Ce changement tant attendu n’a pas échappé au Président Obama. De son discours au lendemain de la révolution égyptienne, deux phrases sont à retenir : « Nous avons vu une nouvelle génération émerger, une génération qui demande «un gouvernement qui représente leurs espoirs et non leurs peurs. Nous avons vu des jeunes égyptiens dire pour la première fois de ma vie, je compte vraiment.

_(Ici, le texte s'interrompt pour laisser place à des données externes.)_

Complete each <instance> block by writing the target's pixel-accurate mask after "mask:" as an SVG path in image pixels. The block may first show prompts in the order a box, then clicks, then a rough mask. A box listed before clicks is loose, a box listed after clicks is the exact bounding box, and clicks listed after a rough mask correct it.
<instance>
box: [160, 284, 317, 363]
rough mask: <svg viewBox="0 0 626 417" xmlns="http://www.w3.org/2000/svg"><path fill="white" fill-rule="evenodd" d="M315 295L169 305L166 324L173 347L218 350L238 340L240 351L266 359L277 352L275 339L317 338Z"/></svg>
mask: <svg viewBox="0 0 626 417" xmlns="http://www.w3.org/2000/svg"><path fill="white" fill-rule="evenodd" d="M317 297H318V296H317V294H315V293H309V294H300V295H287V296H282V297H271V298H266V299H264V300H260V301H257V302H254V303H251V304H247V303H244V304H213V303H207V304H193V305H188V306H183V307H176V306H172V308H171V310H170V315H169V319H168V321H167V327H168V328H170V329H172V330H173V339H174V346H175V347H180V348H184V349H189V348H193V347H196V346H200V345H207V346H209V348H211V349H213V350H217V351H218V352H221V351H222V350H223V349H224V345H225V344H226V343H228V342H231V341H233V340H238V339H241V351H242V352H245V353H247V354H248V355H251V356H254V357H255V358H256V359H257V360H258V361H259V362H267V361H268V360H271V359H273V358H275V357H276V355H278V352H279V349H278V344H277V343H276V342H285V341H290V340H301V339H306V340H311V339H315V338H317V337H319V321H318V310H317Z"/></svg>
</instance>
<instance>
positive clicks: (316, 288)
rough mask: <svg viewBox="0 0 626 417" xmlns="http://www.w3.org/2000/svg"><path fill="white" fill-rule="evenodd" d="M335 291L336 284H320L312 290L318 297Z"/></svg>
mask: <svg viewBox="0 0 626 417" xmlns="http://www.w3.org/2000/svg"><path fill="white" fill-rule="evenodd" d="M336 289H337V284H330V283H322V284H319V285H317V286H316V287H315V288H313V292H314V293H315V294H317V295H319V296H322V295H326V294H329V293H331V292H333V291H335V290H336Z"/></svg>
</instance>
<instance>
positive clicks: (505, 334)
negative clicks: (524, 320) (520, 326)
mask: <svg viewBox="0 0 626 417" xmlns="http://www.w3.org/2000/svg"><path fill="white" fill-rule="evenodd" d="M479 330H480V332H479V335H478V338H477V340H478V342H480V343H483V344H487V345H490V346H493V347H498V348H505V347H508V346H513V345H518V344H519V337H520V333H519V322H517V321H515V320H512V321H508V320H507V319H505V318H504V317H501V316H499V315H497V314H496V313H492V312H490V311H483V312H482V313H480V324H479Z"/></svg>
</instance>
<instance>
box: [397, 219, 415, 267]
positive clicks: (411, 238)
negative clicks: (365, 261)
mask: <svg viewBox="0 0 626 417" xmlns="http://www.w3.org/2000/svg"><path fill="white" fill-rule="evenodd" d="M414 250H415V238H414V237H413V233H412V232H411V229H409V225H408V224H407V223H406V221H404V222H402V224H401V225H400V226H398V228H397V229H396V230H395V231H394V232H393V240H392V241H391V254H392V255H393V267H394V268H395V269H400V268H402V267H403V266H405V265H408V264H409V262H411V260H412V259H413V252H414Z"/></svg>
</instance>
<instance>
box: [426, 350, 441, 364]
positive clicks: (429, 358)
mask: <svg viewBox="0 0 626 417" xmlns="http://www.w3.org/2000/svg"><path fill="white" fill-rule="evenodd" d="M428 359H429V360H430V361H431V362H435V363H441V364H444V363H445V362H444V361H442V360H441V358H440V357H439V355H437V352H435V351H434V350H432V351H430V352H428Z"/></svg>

Ma voix est entendue ».

Effectivement la voix élevé depuis la place Tahrir, au Caire, constitue un avertissement adressé de manière sous jacente à l’Occident, lui rappelant que dans la guerre sourde que se livrent les Etats-Unis et les régimes de l’axe réfractaire, les nouvelles générations arabes ne veulent être prises en otage par deux protagonistes se nourrissant l’un de l’autre.

La solidarité et le soutien apportés par les autres peuples de la région aux révolutions tunisienne et égyptienne sont le témoignage d’un espoir partagé d’en finir avec les structures répressives des tenants des régimes dictatoriaux anti-impérialiste ou pro-occidentale toute nature confondue.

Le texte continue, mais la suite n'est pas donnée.